MY LORD GOD, I have no idea where I am going. I do not see the road ahead of me. I cannot know for certain where it will end. Nor do I really know myself, and the fact that I think I am following your will does not mean that I am actually doing so. But I believe that the desire to please you does in fact please you. And I hope I have that desire in all that I am doing. I hope that I will never do anything apart from that desire. And I know that if I do this you will lead me by the right road, though I may know nothing about it. Therefore I will trust you always though I may seem to be lost and in the shadow of death. I will not fear, for you are ever with me, and you will never leave me to face my perils alone.

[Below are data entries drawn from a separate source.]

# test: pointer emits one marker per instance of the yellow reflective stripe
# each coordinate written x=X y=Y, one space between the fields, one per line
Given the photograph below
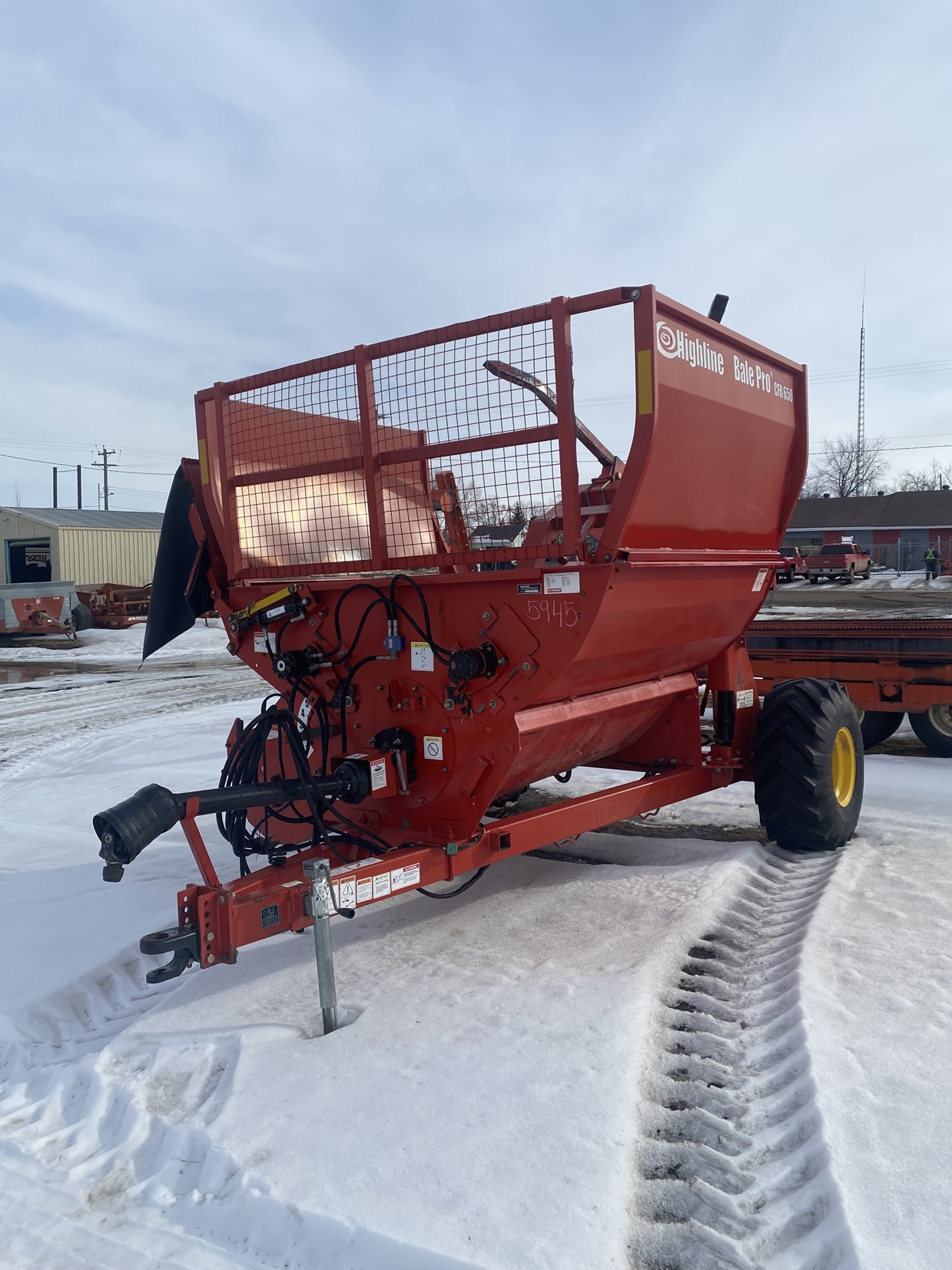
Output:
x=644 y=381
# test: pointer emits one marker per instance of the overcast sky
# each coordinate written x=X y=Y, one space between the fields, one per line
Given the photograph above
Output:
x=196 y=190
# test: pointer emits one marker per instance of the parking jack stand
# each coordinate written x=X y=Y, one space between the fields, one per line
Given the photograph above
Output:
x=321 y=904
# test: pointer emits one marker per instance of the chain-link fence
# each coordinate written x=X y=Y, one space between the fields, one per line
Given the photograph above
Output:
x=909 y=555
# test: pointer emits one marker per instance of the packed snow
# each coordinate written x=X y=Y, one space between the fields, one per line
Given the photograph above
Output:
x=500 y=1095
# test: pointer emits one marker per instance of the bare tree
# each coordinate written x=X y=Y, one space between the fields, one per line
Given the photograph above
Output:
x=934 y=476
x=814 y=486
x=846 y=472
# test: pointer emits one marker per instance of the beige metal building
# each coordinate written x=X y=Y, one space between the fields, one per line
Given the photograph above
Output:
x=42 y=544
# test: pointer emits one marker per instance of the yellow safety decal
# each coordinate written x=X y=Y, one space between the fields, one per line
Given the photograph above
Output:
x=645 y=381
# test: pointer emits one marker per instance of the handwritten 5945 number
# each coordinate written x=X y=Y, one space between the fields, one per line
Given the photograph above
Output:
x=555 y=610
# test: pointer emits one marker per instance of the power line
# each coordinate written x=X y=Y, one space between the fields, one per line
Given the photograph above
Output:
x=105 y=455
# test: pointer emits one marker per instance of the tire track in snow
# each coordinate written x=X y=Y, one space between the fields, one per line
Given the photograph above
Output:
x=733 y=1170
x=76 y=705
x=107 y=1157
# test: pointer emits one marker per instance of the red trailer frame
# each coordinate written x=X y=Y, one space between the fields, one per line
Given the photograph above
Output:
x=884 y=663
x=327 y=480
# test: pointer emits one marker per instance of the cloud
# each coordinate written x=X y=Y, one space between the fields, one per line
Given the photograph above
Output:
x=193 y=192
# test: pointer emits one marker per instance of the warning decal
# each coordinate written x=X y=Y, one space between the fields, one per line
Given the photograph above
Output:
x=346 y=893
x=364 y=890
x=562 y=583
x=406 y=877
x=420 y=655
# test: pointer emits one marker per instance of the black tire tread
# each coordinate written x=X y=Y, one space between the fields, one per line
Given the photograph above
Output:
x=930 y=734
x=81 y=618
x=792 y=779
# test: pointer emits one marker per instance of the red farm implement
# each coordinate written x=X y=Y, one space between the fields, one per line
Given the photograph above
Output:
x=430 y=668
x=114 y=607
x=889 y=665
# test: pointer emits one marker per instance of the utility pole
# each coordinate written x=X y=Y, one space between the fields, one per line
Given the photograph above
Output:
x=861 y=404
x=105 y=455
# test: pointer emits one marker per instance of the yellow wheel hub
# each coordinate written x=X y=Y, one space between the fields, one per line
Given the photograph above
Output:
x=843 y=768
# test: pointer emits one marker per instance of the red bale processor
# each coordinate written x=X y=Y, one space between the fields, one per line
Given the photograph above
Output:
x=426 y=667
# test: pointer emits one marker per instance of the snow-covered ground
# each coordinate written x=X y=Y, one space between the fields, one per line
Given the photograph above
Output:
x=529 y=1073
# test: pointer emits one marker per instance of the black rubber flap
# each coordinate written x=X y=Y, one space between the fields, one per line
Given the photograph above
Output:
x=171 y=610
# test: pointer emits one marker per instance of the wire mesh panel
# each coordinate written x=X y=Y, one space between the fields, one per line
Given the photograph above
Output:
x=288 y=512
x=422 y=456
x=471 y=422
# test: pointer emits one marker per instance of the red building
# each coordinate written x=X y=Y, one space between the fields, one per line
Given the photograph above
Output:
x=895 y=529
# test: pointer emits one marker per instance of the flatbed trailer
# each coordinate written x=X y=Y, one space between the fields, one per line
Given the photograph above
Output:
x=889 y=667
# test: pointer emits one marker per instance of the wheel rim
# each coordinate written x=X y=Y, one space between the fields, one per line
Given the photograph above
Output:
x=843 y=768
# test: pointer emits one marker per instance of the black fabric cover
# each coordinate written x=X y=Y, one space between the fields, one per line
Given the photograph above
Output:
x=171 y=610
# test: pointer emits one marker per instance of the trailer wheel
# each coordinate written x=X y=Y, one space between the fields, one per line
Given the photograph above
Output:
x=879 y=725
x=81 y=618
x=934 y=728
x=809 y=764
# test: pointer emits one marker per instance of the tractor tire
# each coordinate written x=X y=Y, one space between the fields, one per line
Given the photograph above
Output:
x=81 y=618
x=809 y=764
x=879 y=725
x=934 y=728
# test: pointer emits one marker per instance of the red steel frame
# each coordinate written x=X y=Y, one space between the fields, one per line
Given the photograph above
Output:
x=700 y=585
x=911 y=676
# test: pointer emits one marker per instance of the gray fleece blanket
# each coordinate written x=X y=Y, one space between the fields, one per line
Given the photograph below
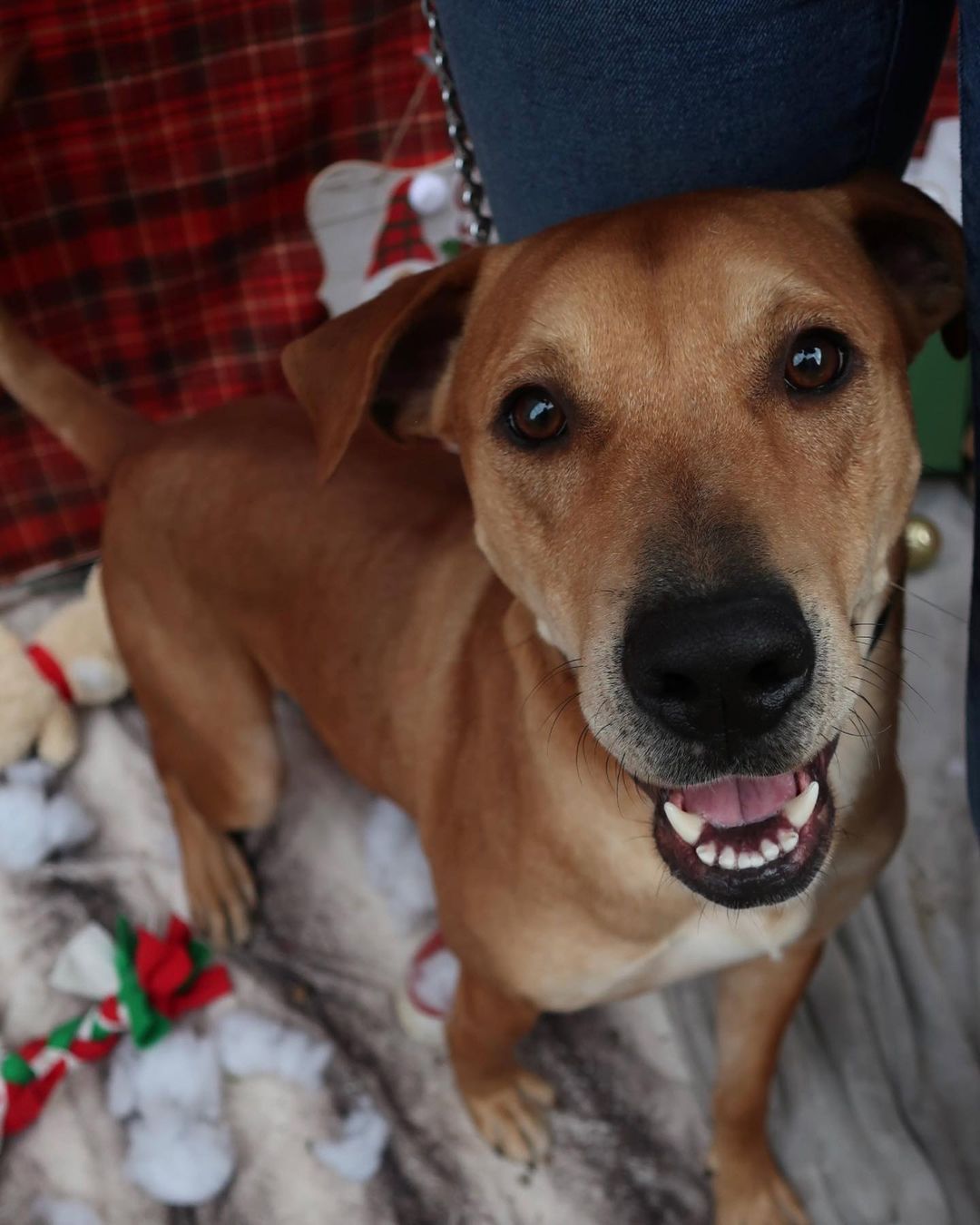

January 29, 2014 § Leave a comment
It’s been quite the surprising and unexpected couple of days in Birmingham and areas nearby. Much has been made all over the internet about the under-forecast, the unpreparedness of all Southerners, and the perilous situation just a “little bit” of ice and snow can create. For my part, I am so glad to have benefited from the kindness and nearness of friends and their apartments and their boots and layers. My 3-mile trek home from my office with a friend yesterday afternoon was a lark compared to the experience that stranded drivers had yesterday and today. I was able to bear witness to the generosity of spirit that trying times thankfully can bring, even in the midst of the serious disasters and close-calls. I saw all manner of traffic pile-ups and streets of abandoned cars that looked as if some massive-scale practical joke had been pulled. I watched neighbors helping neighbors and strangers aiding strangers. From the safety of my snow boots, I trekked a bit around my small slice of the city and captured a few memories of the (hopefully) short-lived, problem-causing, beautiful snow along the way.
January 7, 2014 § Leave a comment
It’s been a time of upheaval at my little apartment. The start of the new year has already brought some loss. My sweet roommate’s feline, Neko, left us too quickly after a bout of illness, one which we won’t truly ever know the full extent of. He was a cuddler, a fevered chaser of laser lights and strings, a talker when his food bowl wasn’t completely full, and a long-suffering playmate to my moody Maisy. Doerun had him for almost 7 years and could paint a much fuller picture of him than I, but for my part, I loved him and enjoyed his company, his cuddles, and his colorful antics. Like when the neighborhood cats would come hang out on our windowsill or Doerun and I wouldn’t get up when he and Maisy wanted to be let out. He is, he will be, missed.